Pearsall Plan: North Carolina’s Response to Brown v. Board of Education

Written By Adrienne Dunn

The United States Supreme Court’s ruling in the Brown v. Board of Education (1954) declared racial segregation in public schools unconstitutional. Following the Brown ruling, North Carolina enacted legislation that undermined the Supreme Court ruling.

In August 1954 and in response to the Brown decision, Governor William B. Umstead created a “Governor’s Special Advisory Committee on Education,” with Thomas Pearsall, a prominent Rocky Mount farmer and businessman and former North Carolina Speaker of the House, as chairman.  Along with Pearsall, the advisory committee included twelve whites and three blacks.

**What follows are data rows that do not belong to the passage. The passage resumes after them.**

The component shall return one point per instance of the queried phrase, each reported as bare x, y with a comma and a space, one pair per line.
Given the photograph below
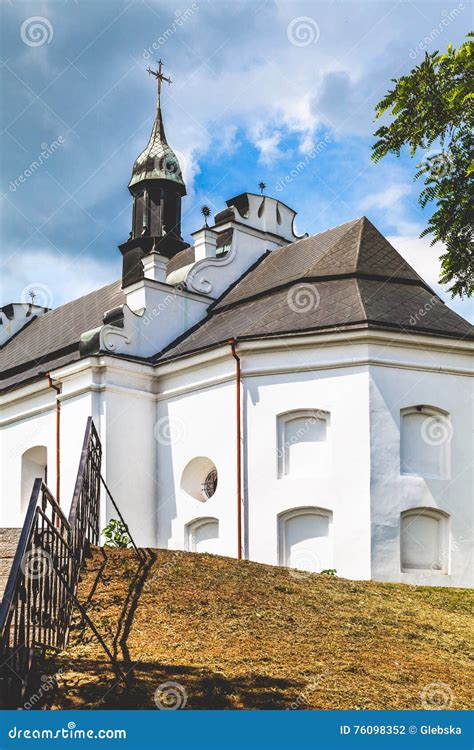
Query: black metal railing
40, 595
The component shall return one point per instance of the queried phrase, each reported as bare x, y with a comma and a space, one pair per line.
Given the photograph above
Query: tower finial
159, 77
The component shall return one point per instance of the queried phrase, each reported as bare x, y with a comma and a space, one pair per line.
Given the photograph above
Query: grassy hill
243, 635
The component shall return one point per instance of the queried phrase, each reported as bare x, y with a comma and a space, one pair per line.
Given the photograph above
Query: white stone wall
154, 421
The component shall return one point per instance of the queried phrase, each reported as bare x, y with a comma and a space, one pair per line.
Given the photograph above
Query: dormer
261, 213
251, 226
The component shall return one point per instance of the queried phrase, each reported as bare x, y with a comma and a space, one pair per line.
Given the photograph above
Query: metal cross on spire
159, 77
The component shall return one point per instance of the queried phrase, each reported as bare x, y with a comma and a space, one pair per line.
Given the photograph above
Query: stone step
8, 544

The Committee concluded that integration in the public schools could not be accomplished nor should it be attempted. Trying to delay desegregation, the committee proposed giving local districts control over the assignment of students to particular schools. As a consequence, in the spring of 1955, the General Assembly enacted the Pupil Assignment Act.  It used race-neutral criteria to block options for blacks to transfer to white schools.

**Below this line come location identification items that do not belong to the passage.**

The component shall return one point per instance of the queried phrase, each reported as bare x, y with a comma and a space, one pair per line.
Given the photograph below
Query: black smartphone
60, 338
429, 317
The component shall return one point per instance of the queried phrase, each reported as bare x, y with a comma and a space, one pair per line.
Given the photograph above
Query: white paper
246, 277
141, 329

After Governor Umstead’s untimely death, Governor Luther H. Hodges continued to stall desegregation. Governor Hodges created a new committee that became known as the Pearsall Committee. Chaired by Pearsall, the seven-member committee included no African Americans. At the conclusion of several meetings, conferences, and hearings, the committee recommended a state constitutional amendment that empowered the General Assembly to enact legislation circumventing integration. The legislation proposed by the committee, which became the Pearsall Plan, amended the Compulsory School Attendance Law so that students might be excused from attending an integrated public school. The Plan also recommended that the state consider special applications requesting state to pay private school tuition grants to parents whose children were assigned to the integrated public schools.

During a special session of the General Assembly in July 1956, legislators adopted the Pearsall Plan with only two dissenting votes. But it needed public approval for the bill to become law.  Many African American leaders and some whites argued that the Pearsall Plan violated Brown, and others criticized the Plan because they claimed it threatened public schools by relinquishing power to local school boards. In the end, North Carolinians voted five to one to uphold racial segregation in the state’s public schools.

Although the 1964 Federal Civil Rights Act, which contained a provision prohibiting discrimination in public education, declared the Pearsall Plan unconstitutional in 1966, token integration and residential segregation allowed the Pearsall Plan to continue.  Finally, the case of Godwin v. Johnston County Board of Education (1969) ruled the Pearsall Plan unconstitutional.